Apart from this, i tried these properties set in hive-site.xml and hiveContext object also.

hive --orcfiledump on output confirms that the configurations not applied. Orcfiledump snippet is below.

Compression: ZLIB
Compression size: 262144

回答1:

You are making two different errors here. I don't blame you; I've been there...

Issue #1
orc.compress and the rest are not Spark DataFrameWriter options. They are Hive configuration properties, that must be defined before creating the hiveContext object...

  • either in the hive-site.xml available to Spark at launch time
  • or in your code, by re-creating the SparkContext...

 sc.getConf.get("orc.compress","<undefined>") // depends on Hadoop conf
 sc.stop
 val scAlt = new org.apache.spark.SparkContext((new org.apache.spark.SparkConf).set("orc.compress","snappy"))
 scAlt.getConf.get("orc.compress","<undefined>") // will now be Snappy
 val hiveContextAlt = new org.apache.spark.sql.SQLContext(scAlt)

[Edit] with Spark 2.x the script would become...
 spark.sparkContext.getConf.get("orc.compress","<undefined>") // depends on Hadoop conf
 spark.close
 val sparkAlt = org.apache.spark.sql.SparkSession.builder().config("orc.compress","snappy").getOrCreate()
 sparkAlt.sparkContext.getConf.get("orc.compress","<undefined>") // will now be Snappy

Issue #2
Spark uses its own SerDe libraries for ORC (and Parquet, JSON, CSV, etc) so it does not have to honor the standard Hadoop/Hive properties.

There are some Spark-specific properties for Parquet, and they are well documented. But again, these properties must be set before creating (or re-creating) the hiveContext.

For ORC and the other formats, you have to resort to format-specific DataFrameWriter options; quoting the latest JavaDoc...

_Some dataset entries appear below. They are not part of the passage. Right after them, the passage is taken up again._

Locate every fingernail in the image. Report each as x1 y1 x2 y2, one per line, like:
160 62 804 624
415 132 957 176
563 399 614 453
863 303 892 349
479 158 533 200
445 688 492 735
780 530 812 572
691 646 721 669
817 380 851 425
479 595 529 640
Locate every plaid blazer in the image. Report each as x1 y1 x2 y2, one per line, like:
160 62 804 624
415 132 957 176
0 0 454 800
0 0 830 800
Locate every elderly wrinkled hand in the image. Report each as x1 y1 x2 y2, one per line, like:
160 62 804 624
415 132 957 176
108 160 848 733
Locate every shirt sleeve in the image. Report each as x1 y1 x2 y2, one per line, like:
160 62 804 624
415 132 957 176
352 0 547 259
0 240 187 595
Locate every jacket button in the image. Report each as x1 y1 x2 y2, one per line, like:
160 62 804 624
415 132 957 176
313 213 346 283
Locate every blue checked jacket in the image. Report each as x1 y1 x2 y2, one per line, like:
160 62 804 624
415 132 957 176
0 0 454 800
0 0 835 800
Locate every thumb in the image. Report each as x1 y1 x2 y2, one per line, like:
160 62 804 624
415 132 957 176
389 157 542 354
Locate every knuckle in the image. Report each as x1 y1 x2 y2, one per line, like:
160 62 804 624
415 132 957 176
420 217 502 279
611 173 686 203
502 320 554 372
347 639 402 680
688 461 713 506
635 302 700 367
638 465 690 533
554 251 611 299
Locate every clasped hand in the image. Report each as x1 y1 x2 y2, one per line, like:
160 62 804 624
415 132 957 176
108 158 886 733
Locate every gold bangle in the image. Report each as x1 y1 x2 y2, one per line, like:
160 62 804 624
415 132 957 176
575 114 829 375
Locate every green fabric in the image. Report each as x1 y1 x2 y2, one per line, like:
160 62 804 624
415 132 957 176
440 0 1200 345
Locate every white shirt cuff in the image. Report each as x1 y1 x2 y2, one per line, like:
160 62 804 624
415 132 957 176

You can set the following ORC-specific option(s) for writing ORC files:
compression (default snappy): compression codec to use when saving to file. This can be one of the known case-insensitive shorten names (none, snappy, zlib, and lzo). This will override orc.compress

Note that the default compression codec has changed with Spark 2; before that it was zlib

So the only thing you can set is the compression codec, using

dataframe.write().format("orc").option("compression","snappy").save("wtf")